RDS Proxy for Lambda - Solving the Connection Exhaustion Problem
Your Lambda function connects to RDS. Works fine in development. Then you hit production traffic - 500 concurrent executions - and your database falls over with “too many connections.”
This is the Lambda-RDS connection problem. Each Lambda execution creates a new database connection. At scale, you exhaust your database’s connection limit, causing failures across your entire application.
RDS Proxy solves this by sitting between Lambda and your database, pooling and reusing connections. Instead of 500 Lambda executions creating 500 database connections, they share a pool of maybe 50 connections managed by the proxy.
This post covers when to use RDS Proxy, how it works, and complete Terraform setup for production.
TL;DR
- Lambda functions create new DB connections per invocation - doesn’t scale
- RDS Proxy pools connections between Lambda and RDS/Aurora
- Reduces connection count, improves failover handling
- Use IAM authentication from Lambda to the proxy
- Proxy connects to RDS using Secrets Manager credentials
- Lambda must be in a VPC to use RDS Proxy
Code Repository: All code from this post is available at github.com/moabukar/blog-code/rds-proxy-lambda
The Problem: Lambda Connection Exhaustion
Traditional applications maintain a connection pool - open connections at startup, reuse them for requests.
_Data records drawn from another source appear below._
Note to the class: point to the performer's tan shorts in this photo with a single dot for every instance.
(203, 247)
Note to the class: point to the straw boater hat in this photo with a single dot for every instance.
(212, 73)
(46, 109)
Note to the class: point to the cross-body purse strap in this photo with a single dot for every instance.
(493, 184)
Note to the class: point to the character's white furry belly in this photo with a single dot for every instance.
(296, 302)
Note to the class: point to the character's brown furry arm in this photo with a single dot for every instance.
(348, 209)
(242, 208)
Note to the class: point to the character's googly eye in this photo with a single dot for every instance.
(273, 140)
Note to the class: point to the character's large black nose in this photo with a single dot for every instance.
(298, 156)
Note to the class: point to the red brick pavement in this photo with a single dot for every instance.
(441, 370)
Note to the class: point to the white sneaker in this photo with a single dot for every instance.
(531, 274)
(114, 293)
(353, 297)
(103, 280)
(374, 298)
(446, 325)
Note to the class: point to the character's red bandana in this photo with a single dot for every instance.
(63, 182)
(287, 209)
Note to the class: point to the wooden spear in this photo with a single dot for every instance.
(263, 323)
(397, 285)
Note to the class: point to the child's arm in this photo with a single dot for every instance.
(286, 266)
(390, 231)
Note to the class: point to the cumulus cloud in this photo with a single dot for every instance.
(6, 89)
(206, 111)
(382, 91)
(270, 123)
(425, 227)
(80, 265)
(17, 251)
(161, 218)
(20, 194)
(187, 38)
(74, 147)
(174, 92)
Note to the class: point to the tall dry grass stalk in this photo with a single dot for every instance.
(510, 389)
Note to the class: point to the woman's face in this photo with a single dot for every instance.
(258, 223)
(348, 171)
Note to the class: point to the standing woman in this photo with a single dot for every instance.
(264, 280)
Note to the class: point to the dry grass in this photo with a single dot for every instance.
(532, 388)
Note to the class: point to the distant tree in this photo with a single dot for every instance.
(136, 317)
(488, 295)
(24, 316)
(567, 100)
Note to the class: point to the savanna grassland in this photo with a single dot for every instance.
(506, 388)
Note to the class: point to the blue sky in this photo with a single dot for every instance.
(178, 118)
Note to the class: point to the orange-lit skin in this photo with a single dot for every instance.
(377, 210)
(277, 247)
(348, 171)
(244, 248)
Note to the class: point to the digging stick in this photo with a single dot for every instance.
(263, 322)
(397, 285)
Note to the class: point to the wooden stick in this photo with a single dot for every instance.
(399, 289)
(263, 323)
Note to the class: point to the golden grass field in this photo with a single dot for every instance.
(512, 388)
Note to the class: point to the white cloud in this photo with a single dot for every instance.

Lambda doesn’t work that way:
Traditional App:
┌─────────────┐ 10 connections ┌──────────┐
│ App │ ══════════════════════► │ RDS │
│ (pooled) │ (reused) │ │
└─────────────┘ └──────────┘
Lambda at Scale:
┌─────────────┐ ─┐
│ Lambda 1 │ │
├─────────────┤ │
│ Lambda 2 │ │
├─────────────┤ │ 500 connections ┌──────────┐
│ Lambda 3 │ ├═══════════════════════►│ RDS │
├─────────────┤ │ (new each time) │ 💥 │
│ ... │ │ └──────────┘
├─────────────┤ │
│ Lambda 500 │ │
└─────────────┘ ─┘
Problems:
- Connection limit exhaustion - RDS instances have max connection limits based on instance size (e.g., db.t3.micro = ~85 connections)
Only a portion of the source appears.